The non-oil sector in Kuwait witnessed solid growth in the first quarter with the non-oil GDP bouncing back with a strong 4.7% year-on-year increase after a 2.3% fall in the previous quarter, according to a report by National Bank of Kuwait.

The improvement was driven by strong growth in the manufacturing sector (including oil refining), which rose 20% versus -9% in Q4 23, boosted by a base effect due to weakness a year earlier.

Marked growth improvements in retail and ‘other services’ (mostly real estate and business services) also helped, satted the country's top bank in its report citing provisional CSB data.

Major volatility in the GDP data in recent quarters makes an assessment of the underlying trend difficult, it stated.
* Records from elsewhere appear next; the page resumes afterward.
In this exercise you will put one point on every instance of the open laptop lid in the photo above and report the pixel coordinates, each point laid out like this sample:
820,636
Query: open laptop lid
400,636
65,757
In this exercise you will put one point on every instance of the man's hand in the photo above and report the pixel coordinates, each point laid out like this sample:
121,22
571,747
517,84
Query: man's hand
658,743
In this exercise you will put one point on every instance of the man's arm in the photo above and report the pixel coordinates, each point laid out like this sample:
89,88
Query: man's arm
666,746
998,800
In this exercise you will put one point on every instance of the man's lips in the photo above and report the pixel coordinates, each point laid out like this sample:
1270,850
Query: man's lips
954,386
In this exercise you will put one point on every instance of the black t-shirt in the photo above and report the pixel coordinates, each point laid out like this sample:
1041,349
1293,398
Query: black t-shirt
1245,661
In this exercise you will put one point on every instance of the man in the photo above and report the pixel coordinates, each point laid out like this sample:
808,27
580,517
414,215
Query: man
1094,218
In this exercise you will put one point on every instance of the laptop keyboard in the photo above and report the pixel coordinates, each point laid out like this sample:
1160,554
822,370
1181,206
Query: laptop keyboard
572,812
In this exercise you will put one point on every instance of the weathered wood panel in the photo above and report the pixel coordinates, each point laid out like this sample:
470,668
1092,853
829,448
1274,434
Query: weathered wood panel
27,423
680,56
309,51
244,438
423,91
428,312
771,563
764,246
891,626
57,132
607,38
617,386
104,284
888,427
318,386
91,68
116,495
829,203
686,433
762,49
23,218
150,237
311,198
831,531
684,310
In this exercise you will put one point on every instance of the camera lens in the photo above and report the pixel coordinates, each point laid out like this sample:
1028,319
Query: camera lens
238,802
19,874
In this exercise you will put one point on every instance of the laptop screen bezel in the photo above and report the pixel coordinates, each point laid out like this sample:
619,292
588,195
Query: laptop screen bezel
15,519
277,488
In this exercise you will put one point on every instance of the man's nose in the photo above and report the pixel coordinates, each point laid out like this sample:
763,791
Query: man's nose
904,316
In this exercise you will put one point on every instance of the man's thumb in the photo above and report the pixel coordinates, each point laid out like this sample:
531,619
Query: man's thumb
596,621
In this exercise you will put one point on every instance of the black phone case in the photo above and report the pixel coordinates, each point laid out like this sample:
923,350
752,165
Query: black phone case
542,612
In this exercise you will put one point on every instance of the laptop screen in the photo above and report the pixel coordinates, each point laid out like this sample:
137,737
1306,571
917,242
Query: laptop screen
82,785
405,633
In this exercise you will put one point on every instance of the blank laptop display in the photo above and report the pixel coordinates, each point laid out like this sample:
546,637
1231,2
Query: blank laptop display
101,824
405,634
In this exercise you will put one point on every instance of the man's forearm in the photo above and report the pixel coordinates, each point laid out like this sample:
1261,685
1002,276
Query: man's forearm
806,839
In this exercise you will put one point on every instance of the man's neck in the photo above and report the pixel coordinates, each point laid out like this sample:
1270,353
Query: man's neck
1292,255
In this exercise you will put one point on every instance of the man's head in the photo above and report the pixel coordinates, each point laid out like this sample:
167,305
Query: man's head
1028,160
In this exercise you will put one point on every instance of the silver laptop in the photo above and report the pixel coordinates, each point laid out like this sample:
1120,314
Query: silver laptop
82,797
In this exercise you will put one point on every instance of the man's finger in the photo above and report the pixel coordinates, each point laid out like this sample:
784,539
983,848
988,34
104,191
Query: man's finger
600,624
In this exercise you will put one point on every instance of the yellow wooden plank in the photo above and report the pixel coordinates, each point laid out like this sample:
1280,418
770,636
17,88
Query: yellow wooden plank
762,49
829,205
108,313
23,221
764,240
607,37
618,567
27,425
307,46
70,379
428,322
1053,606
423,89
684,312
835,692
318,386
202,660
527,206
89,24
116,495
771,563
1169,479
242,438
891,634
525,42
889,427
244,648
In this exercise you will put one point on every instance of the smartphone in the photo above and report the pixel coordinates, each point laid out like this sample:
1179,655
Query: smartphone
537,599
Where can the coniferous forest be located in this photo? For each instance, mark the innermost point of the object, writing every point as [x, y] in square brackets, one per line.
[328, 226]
In its report, NBK said there was scope for the provisional full-year 2023 non-oil growth figure of -2.9% to be revised higher.

"But at the same time, performance at the start of 2024 is well above our full-year forecast of around 2.5% and if it persists, would put Kuwait at or near the top of the GCC growth league this year," it stated.

"We do note however that the S&P Global PMI gauge for Kuwait has drifted slightly higher so far this year, providing some corroboration of better economic conditions. Other indicators such as credit growth, project awards and real estate activity have also picked up slightly" said the country's top bank in the report.

Oil sector GDP meanwhile registered a steep decline of -9.8% y/y in Q1 (Q4 23 -6.4%) reflecting Opec-led supply cuts that pushed Kuwait’s crude production down to 2.41 mb/d through the quarter. Overall GDP growth stood at -2.7% y/y, better than -4.4% in the previous quarter, it added.